Sale a 17 il numero delle persone indagate per il deragliamento del treno Frecciarossa a Ospedaletto Lodigiano del 6 febbraio scorso, incidente per il quale morirono i due macchinisti Giuseppe Ciucciù e Mario Dicuonzo, con 31 persone rimaste ferite.

Il procuratore di Lodi Domenico Chiaro ha comunicato infatti l’iscrizione nel registro degli indagati di 11 persone: tra questi ci sono 6 dipendenti di Alstom Ferroviaria, l’azienda che ha prodotto l’attuatore che avrebbe fatto deragliare il convoglio, e 5 di Rfi, tra cui anche l’amministratore delegato Maurizio Gentile.

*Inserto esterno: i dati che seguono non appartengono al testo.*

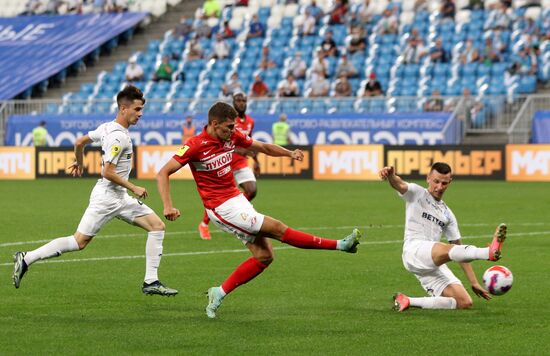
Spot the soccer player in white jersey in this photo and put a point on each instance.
(109, 198)
(427, 219)
(209, 156)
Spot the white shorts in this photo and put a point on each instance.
(105, 204)
(238, 217)
(244, 175)
(417, 258)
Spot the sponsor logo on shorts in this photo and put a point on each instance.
(224, 171)
(430, 217)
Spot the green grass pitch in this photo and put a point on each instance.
(306, 302)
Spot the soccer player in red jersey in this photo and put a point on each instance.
(209, 156)
(244, 176)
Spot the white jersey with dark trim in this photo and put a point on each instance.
(426, 218)
(116, 148)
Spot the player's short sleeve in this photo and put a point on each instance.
(413, 191)
(184, 154)
(95, 135)
(113, 146)
(242, 140)
(451, 230)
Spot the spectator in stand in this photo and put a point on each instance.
(259, 88)
(414, 52)
(328, 45)
(234, 84)
(133, 72)
(226, 31)
(345, 67)
(308, 27)
(318, 85)
(182, 29)
(256, 28)
(447, 10)
(337, 15)
(221, 48)
(489, 54)
(266, 62)
(365, 12)
(297, 66)
(469, 53)
(498, 18)
(225, 94)
(373, 86)
(342, 86)
(211, 8)
(288, 87)
(194, 49)
(438, 54)
(164, 70)
(202, 29)
(357, 39)
(435, 102)
(319, 64)
(387, 24)
(315, 10)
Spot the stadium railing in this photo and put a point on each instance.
(520, 128)
(513, 119)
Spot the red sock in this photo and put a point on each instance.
(205, 218)
(302, 240)
(244, 273)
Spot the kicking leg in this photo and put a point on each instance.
(262, 253)
(277, 230)
(153, 254)
(54, 248)
(204, 231)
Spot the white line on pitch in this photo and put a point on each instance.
(109, 258)
(169, 233)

“Gli indagati sono in parte dipendenti della società che gestisce la rete ferroviaria e in parte di quella che risulta aver prodotto il pezzo risultato, all’apparenza, difettoso” ha spiegato il procuratore.

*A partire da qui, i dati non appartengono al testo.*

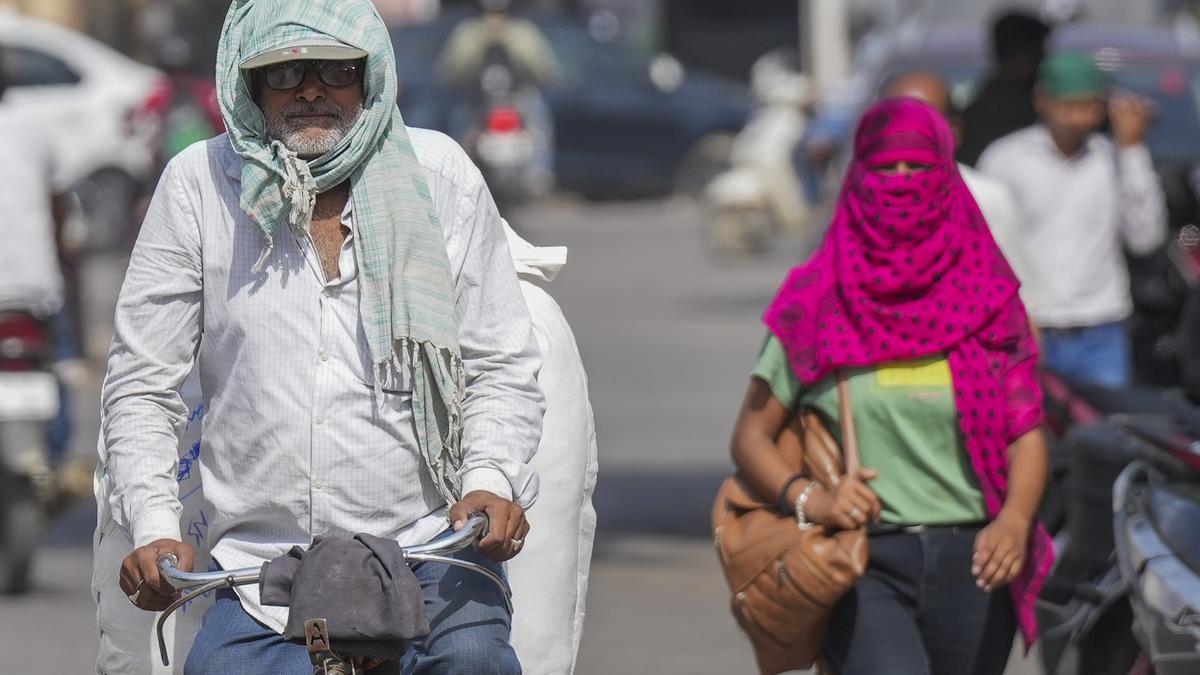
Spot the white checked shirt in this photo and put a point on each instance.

Nell’inchiesta risultano indagati altri 5 addetti alla manutenzione di Rfi e l’amministratore delegato di Alstom Ferroviaria Michele Viale, oltre alle due società. Per tutti gli indagati ‘fisici’ l’ipotesi di reato sono disastro ferroviario, omicidio colposo e lesioni colpose.

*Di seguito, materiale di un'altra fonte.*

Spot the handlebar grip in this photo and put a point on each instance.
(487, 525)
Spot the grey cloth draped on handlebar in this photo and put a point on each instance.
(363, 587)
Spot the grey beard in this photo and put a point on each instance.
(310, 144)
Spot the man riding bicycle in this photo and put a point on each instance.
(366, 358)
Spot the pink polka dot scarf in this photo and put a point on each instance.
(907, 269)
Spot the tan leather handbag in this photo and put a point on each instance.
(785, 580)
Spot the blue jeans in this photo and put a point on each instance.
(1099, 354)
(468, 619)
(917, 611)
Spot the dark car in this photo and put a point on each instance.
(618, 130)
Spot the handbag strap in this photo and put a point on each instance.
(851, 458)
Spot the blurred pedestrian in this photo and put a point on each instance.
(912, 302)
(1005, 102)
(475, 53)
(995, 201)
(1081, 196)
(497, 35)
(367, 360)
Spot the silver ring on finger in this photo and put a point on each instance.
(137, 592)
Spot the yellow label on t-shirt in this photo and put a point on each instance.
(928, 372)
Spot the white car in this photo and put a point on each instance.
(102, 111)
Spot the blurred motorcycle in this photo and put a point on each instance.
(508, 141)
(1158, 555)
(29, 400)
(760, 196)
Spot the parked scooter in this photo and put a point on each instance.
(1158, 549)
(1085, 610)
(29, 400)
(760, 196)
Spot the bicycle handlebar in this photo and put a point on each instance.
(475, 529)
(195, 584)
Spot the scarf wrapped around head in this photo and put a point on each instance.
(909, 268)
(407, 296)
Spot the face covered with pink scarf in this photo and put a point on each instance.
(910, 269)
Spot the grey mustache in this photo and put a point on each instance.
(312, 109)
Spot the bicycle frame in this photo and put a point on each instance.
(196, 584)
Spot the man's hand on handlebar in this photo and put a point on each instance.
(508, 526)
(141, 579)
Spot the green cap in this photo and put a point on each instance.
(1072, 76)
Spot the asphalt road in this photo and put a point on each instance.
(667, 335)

“Le nuove iscrizioni – ha detto Chiaro – sono conseguenza degli accertamenti svolti, a ritmo serrato, negli ultimi giorni con grande impegno di questa procura e dei rispettivi consulenti di parte di tutte le persone nei confronti delle quali sono allo stato ipotizzabili eventuali responsabilità”.